War game simulates response to Eilat rocket attack

In IDC exercise, mock security cabinet, led by Uzi Arad playing PM, reacts to hypothetical attack from Sinai in which 17 are killed.

IDC war game simulation 370 (photo credit: Tovah Lazaroff)
IDC war game simulation 370
(photo credit: Tovah Lazaroff)
In a “war game simulation” held at the Interdisciplinary Center Herzliya on Thursday, players representing Israel’s security cabinet decided to respond swiftly to an attack from Sinai, in which 17 people were killed and dozens wounded when two rockets hit Eilat.
Among the casualties were five children, seven Israeli tourists, two French citizens, four Americans and couples from Russia and the UK.
The security cabinet, comprising former senior officials, ordered a strike on the Gaza Strip, where the terrorist attack was said to have been planned by the Army of Islam, while at the same time coordinating with Egypt, the United States and the international community.
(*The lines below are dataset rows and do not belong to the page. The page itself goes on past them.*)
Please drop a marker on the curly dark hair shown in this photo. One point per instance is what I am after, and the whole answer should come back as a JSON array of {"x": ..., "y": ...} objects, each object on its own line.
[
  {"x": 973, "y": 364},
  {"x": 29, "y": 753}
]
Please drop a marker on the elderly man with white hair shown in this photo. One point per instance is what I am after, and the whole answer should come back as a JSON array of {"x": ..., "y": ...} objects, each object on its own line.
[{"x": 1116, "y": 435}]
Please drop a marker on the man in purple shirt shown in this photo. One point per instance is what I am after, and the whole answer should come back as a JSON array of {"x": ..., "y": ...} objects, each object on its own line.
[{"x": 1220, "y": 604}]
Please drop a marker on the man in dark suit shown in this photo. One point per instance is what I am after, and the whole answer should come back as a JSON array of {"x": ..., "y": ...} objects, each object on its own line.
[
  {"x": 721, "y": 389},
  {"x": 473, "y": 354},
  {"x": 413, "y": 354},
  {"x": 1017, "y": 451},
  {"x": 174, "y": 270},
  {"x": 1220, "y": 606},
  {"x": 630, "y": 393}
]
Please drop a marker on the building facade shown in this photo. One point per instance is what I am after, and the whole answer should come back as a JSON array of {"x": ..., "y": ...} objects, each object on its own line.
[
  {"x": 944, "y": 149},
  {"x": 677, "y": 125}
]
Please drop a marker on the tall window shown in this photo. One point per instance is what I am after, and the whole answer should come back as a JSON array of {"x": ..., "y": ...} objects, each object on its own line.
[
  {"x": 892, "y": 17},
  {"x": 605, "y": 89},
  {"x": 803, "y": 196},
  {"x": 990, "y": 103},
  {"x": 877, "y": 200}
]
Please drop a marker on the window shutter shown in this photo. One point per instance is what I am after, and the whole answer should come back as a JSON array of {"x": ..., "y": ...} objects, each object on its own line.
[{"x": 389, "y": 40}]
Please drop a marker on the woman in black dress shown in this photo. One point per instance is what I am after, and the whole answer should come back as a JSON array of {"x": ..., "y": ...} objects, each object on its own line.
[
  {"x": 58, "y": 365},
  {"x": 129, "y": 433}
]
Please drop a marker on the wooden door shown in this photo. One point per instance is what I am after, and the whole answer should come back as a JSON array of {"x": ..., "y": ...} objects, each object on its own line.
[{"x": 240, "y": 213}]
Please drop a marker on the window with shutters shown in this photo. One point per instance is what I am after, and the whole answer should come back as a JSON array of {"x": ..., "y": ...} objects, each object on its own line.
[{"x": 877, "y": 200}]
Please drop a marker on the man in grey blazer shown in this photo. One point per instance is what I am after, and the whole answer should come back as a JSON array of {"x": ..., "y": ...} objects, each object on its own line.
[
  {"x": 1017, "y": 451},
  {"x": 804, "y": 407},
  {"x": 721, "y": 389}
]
The prime minister – played convincingly by the former head of the National Security Council, IDC Prof. Uzi Arad – ruled after hearing the views of his security cabinet members (Eitan Ben-Eliyahu as defense minister, Roni Milo as foreign minister, Maj.-Gen. (res.) Yitzhak Eitan as chief of staff, Ya’acov Perry as director of the Shin Bet (Israel Security Agency), and Col. (res.) Lior Lotan as director of military intelligence) that the IDF should retaliate immediately with a massive air strike – but not a ground operation – on terrorist targets in Gaza.
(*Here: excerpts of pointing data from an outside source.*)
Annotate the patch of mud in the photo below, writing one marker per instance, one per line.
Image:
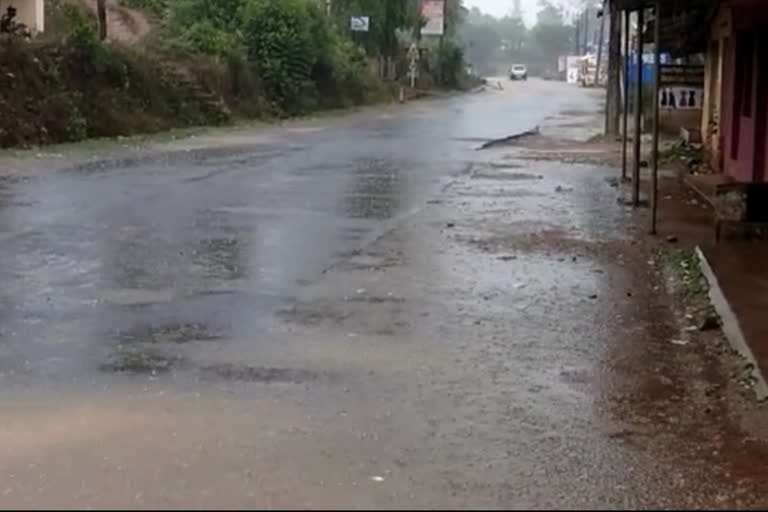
(506, 176)
(140, 361)
(369, 261)
(546, 239)
(502, 193)
(167, 334)
(577, 113)
(377, 300)
(264, 374)
(504, 165)
(313, 314)
(588, 157)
“We have to react,” he said. “We cannot wait.”
The three-stage simulation was held under the guidance of Dr. Boaz Ganor, the founder and executive director of the Institute for Counter-Terrorism at the IDC, and was moderated by Steve Linde, editor-in-chief of The Jerusalem Post.
In the second stage of the simulation, major parties in the region played by academics and former officials – including Hezbollah, Syria, Egypt, Iran and al- Qaida – decided, for the most part, not to get directly involved in the escalation following the Israeli military strike, which, according to a mock report on CNN, killed dozens in Gaza.
Yitzhak Levanon, a former ambassador to Egypt who lectures at The Lauder School of Government at IDC and who played Egyptian President Mohamed Morsy, urged Israel to boost its security ties with Cairo.
“There are common mutual interests between us and Egypt,” he said. “The degree of cooperation should be upgraded.”
In the third stage, the US ambassador (played by Michael Singh, managing director of The Washington Institute for Near East Policy) vetoed a Security Council resolution condemning Israel’s excessive response presented by the German ambassador (played by Dr. Daphne Richemond-Barak, head of the International Law Desk at IDC) and supported by other members of the council.
The war game, which at times appeared eerily real, “demonstrated the complexity of the situation,” Ganor said afterwards. “It was also sending a message to the parties in the region: Don’t do anything that might not be in your own interest.”
The Israeli cabinet, he said, should “be prepared” for the scenario of a deadly terrorist attack from Sinai, while Egypt should be urged to reassert its control over the peninsula to stop terrorist groups from launching attacks from the area.
Prof. Alex Mintz, dean of The Lauder School of Government, said he found it reassuring that all parties had opposed an escalation of the violence following the Israeli retaliation.
The organizers of the conference barred journalists and the dozens of participants from recording the proceedings, apparently so that they would not be broadcast and misinterpreted.
Ganor said the lessons of the war game would be documented and distributed here and abroad.
“I was really impressed by the simulation,” a student at IDC remarked afterwards. “It was a very realistic portrayal of what could happen. A wake-up call.”